“We are going to have to address Iran’s other bad behavior, malign behavior across the region, but from our perspective, a critical early priority has to be to deal with what is an escalating nuclear crisis as they move closer to having enough fissile material for a weapon,” Sullivan said. “And we would like to make sure that we reestablish some of the parameters and constraints around the program that have fallen away over the course of the past two years.”
Containing Iran’s ability to produce bombmaking nuclear material was the central rationale the Obama administration applied in seeking the deal that Sullivan helped to shape.
The timing of a U.S. return to the deal, as well as new concessions or promises made to Iran and the scope of a potential follow-on agreement, is one of the first major foreign policy tests for the Biden administration.
Sullivan did not spell out a preferred timeline, and the issue is now being debated among White House and State Department advisers.
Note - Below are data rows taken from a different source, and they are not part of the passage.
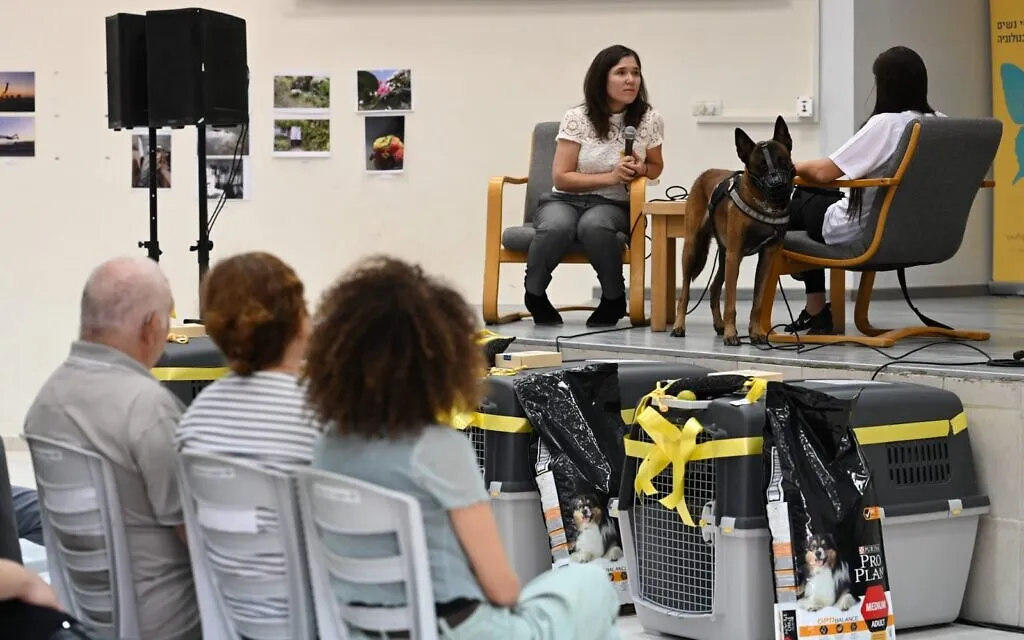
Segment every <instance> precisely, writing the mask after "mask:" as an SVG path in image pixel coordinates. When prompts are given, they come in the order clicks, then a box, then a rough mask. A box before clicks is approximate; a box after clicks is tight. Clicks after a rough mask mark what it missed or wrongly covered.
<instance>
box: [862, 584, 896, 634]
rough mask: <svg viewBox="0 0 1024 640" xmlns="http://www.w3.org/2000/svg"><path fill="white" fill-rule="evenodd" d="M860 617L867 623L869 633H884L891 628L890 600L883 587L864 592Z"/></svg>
mask: <svg viewBox="0 0 1024 640" xmlns="http://www.w3.org/2000/svg"><path fill="white" fill-rule="evenodd" d="M860 615H861V616H862V617H863V618H864V622H865V623H867V629H868V631H884V630H885V629H886V627H888V626H889V600H887V599H886V591H885V589H884V588H883V587H882V585H873V586H871V587H868V588H867V591H865V592H864V601H863V602H862V603H861V604H860Z"/></svg>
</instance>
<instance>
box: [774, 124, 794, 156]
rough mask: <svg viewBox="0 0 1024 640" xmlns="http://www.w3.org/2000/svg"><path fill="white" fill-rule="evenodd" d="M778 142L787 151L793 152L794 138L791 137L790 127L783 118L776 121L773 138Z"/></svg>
mask: <svg viewBox="0 0 1024 640" xmlns="http://www.w3.org/2000/svg"><path fill="white" fill-rule="evenodd" d="M772 139H774V140H775V141H776V142H780V143H781V144H782V146H784V147H785V148H786V150H787V151H790V152H792V151H793V137H792V136H791V135H790V126H788V125H786V124H785V119H783V118H782V117H781V116H779V117H778V118H776V119H775V135H773V136H772Z"/></svg>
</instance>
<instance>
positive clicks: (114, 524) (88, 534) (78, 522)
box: [25, 434, 139, 638]
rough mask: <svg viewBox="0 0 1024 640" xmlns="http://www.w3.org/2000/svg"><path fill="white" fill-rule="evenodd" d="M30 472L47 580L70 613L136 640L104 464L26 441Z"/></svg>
mask: <svg viewBox="0 0 1024 640" xmlns="http://www.w3.org/2000/svg"><path fill="white" fill-rule="evenodd" d="M25 439H26V440H27V441H28V443H29V451H30V453H31V455H32V464H33V467H34V468H35V474H36V485H37V489H38V492H39V508H40V512H41V513H40V515H41V516H42V521H43V539H44V540H45V541H46V556H47V565H48V568H49V573H50V581H51V584H52V585H53V587H54V590H55V591H56V592H57V596H58V598H59V599H60V602H61V605H63V606H65V608H66V609H67V610H68V612H69V613H71V614H72V615H74V616H75V617H77V618H78V620H80V621H82V623H83V624H86V625H88V626H90V627H93V628H94V629H95V630H96V631H97V632H99V633H102V634H106V635H110V636H111V637H114V638H138V637H139V623H138V601H137V600H136V597H135V581H134V579H133V577H132V571H131V557H130V555H129V551H128V541H127V537H126V534H125V525H124V516H123V513H122V511H121V500H120V497H119V494H118V489H117V485H116V484H115V480H114V470H113V469H112V468H111V464H110V462H108V461H106V460H105V459H103V458H101V457H100V456H99V455H97V454H95V453H93V452H90V451H86V450H85V449H82V447H80V446H78V445H75V444H71V443H69V442H63V441H60V440H56V439H53V438H47V437H43V436H39V435H32V434H26V436H25Z"/></svg>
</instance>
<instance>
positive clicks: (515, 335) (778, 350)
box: [489, 297, 1024, 381]
mask: <svg viewBox="0 0 1024 640" xmlns="http://www.w3.org/2000/svg"><path fill="white" fill-rule="evenodd" d="M914 303H915V304H916V305H918V308H919V309H921V311H922V312H923V313H926V314H928V315H930V316H931V317H933V318H934V319H936V321H939V322H941V323H944V324H946V325H949V326H951V327H955V328H957V329H979V330H983V331H988V332H990V333H991V334H992V338H991V340H989V341H987V342H971V343H962V344H950V343H948V341H943V340H940V339H929V338H923V339H913V340H907V341H904V342H903V343H898V344H897V345H896V346H893V347H891V348H888V349H881V350H878V351H877V350H874V349H871V348H868V347H864V346H860V345H849V344H844V345H827V346H820V345H805V346H804V347H803V350H801V351H798V350H797V349H796V345H776V346H774V347H773V348H769V347H767V346H764V345H761V346H753V345H750V344H743V345H741V346H738V347H727V346H725V345H724V344H723V343H722V339H721V337H719V336H717V335H715V331H714V328H713V327H712V323H711V311H710V310H709V308H708V305H707V303H701V304H700V306H698V307H697V308H696V310H694V311H693V312H692V313H690V315H689V317H688V318H687V324H686V334H687V335H686V337H685V338H673V337H672V336H671V335H670V334H669V333H668V332H664V333H663V332H658V333H654V332H651V331H650V329H649V328H646V327H642V328H633V327H630V326H629V321H626V319H624V321H622V322H621V323H620V325H618V327H616V328H615V330H614V331H600V330H591V329H588V328H587V326H586V319H587V316H588V315H589V311H570V312H567V313H563V318H564V321H565V324H564V325H562V326H561V327H536V326H535V325H534V323H532V321H530V319H526V321H520V322H517V323H509V324H507V325H497V326H492V327H489V329H490V330H492V331H495V332H497V333H500V334H502V335H506V336H516V342H515V343H514V346H515V347H516V350H522V349H526V348H529V349H538V348H544V349H548V348H555V347H556V346H557V347H559V349H560V350H562V351H564V352H565V354H566V356H569V357H604V358H607V357H622V358H631V359H633V358H649V359H662V360H664V359H684V360H693V361H697V360H701V361H707V360H709V359H710V360H715V361H717V362H718V364H719V365H722V366H725V365H726V364H728V366H729V367H730V368H734V367H733V366H734V365H736V364H737V362H738V364H739V365H738V366H740V367H742V368H750V367H754V366H757V367H758V368H767V369H771V370H778V371H783V372H785V373H786V374H787V376H790V377H798V376H801V375H804V374H802V373H799V372H798V371H797V370H804V369H807V370H809V371H808V373H807V374H806V376H811V377H820V376H821V375H822V374H824V373H825V372H821V371H810V370H828V371H834V372H835V371H845V372H849V375H846V376H843V377H844V378H848V377H850V376H854V377H857V378H860V377H870V376H871V375H872V373H873V372H874V371H876V370H877V369H878V368H879V367H881V366H882V365H885V364H887V362H889V361H892V359H893V358H895V357H898V356H900V355H902V354H904V353H907V352H908V351H911V350H912V349H915V348H918V347H921V346H923V345H925V344H928V343H930V342H936V341H940V342H946V343H945V344H936V345H934V346H930V347H927V348H924V349H922V350H920V351H916V352H915V353H913V354H911V355H909V356H907V358H906V361H901V362H898V364H894V365H891V366H889V367H887V368H886V370H885V373H887V374H895V373H899V374H902V375H908V374H916V375H926V376H942V377H947V376H956V377H961V378H967V379H995V380H1007V381H1011V380H1013V381H1024V362H1022V367H1021V368H996V367H989V366H985V365H984V364H983V361H984V360H986V359H988V358H987V357H986V356H985V355H984V354H982V353H980V352H978V351H976V350H974V349H972V348H971V346H967V345H972V346H974V347H977V348H978V349H981V350H982V351H984V352H985V353H987V354H988V355H989V356H991V357H992V358H996V359H998V358H1010V357H1011V354H1012V353H1013V352H1014V351H1016V350H1019V349H1024V299H1020V298H997V297H982V298H939V299H931V300H923V301H915V302H914ZM514 310H518V309H516V308H513V307H506V308H503V309H502V312H503V313H505V312H509V311H514ZM799 310H800V307H799V306H797V303H794V309H793V311H794V313H798V312H799ZM871 311H872V312H871V318H872V322H874V323H876V324H878V325H879V326H885V327H890V326H913V325H919V324H920V322H919V321H918V317H916V316H915V315H914V314H913V312H912V311H911V310H910V309H909V307H907V305H906V302H904V301H903V300H898V301H897V300H886V301H880V302H876V303H872V304H871ZM749 315H750V302H749V301H739V302H738V303H737V310H736V316H737V318H739V321H738V322H737V328H738V329H739V334H740V335H741V336H742V335H744V334H745V333H746V325H748V321H749ZM847 315H848V317H849V318H850V319H849V325H850V327H849V329H848V331H849V332H851V333H852V332H856V329H855V328H854V327H853V319H852V315H853V309H852V304H851V305H848V307H847ZM774 318H775V322H776V323H782V322H783V321H786V322H787V318H788V312H787V311H786V308H785V305H784V304H782V303H781V302H777V303H776V305H775V315H774ZM744 342H745V341H744ZM709 367H711V368H712V369H716V368H717V366H716V365H709ZM829 375H831V374H829Z"/></svg>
But Sullivan’s emphasis on a pressing need to contain Iran suggests he may push for an accelerated response.
Secretary of State Antony Blinken has adopted a skeptical tone about any fast action, saying on his first full day in office Wednesday that a U.S. return to the deal is still far off.
“Iran is out of compliance on several fronts. And it would take some time, should it decide to do so, for it to come back into compliance and time for us then to assess whether it was meeting its obligations,” Blinken said during a news conference at the State Department. “We’re not there yet, to say the least.”
As a 2020 presidential candidate, Biden committed to returning to the international compact that Trump had run in 2016 on reversing. After Trump pulled the United States out in 2018, Iran began breaking its obligations under the agreement.
Biden set the condition that Iran would have to return to complying with the agreement first, and said a restored deal would then be a starting point for negotiation of a larger agreement that addresses long-standing concerns over Iran’s ballistic missile capability, its support for terrorism, and aggressions toward Israel and the Persian Gulf neighbors.
Sullivan mentioned those concerns in remarks to the United States Institute of Peace and said the threats have only gotten worse because of Trump’s decision.
“Our view is that if we can get back to diplomacy and can put Iran’s nuclear program in a box, that will create a platform upon which to build a global effort, including partners and allies in the region and Europe and elsewhere, to take on the other significant threats Iran poses, including on the ballistic missile issue,” Sullivan said.
With key decisions about the pace and scope of U.S. outreach on hold, the administration on Friday named former Obama administration Middle East adviser and veteran diplomat Robert Malley to be a special envoy on Iran.
Conservatives including Sen. Tom Cotton (R-Ark.) criticized the pick before it was announced, calling Malley too soft on Tehran. Other opponents of the 2015 deal said Malley has been too critical of Israel, whose leaders opposed the deal reached when Biden was vice president.
“As the President and Secretary Blinken have said, if Iran comes back into full compliance with its obligations under the JCPOA, the United States would do the same and then use that as a platform to build a longer and stronger agreement that also addresses other areas of concern,” State Department spokesman Ned Price said in a statement Friday.
The 2015 deal is formally known as the Joint Comprehensive Plan of Action.
“But we are a long way from that point as Iran is out of compliance on a number of fronts, and there are many steps in the process that we will need to evaluate,” Price said, promising coordination with allies and with Congress, where skepticism about a return to the deal is widespread.
Malley will lead a team of “clear-eyed experts with a diversity of views,” as the new administration decides what to do, Price said.
Iran has said the United States must make the first move.
Iran’s parliament has tried to raise pressure on the new administration, threatening to suspend some U.N. nuclear inspections unless the United States lifts sanctions by Feb. 21.
Iranian Foreign Minister Mohammad Javad Zarif responded to Blinken’s remarks with a tweet in English.
“Reality check for @SecBlinken: The US violated (the) JCPOA,” Zarif tweeted.
Sullivan spoke during an event that also featured his predecessor, Trump national security adviser Robert C. O’Brien. Sullivan and O’Brien agreed on other major priorities, including confronting China and Russia and extending Trump’s effort to forge diplomatic and economic agreements between Israel and Arab neighbors.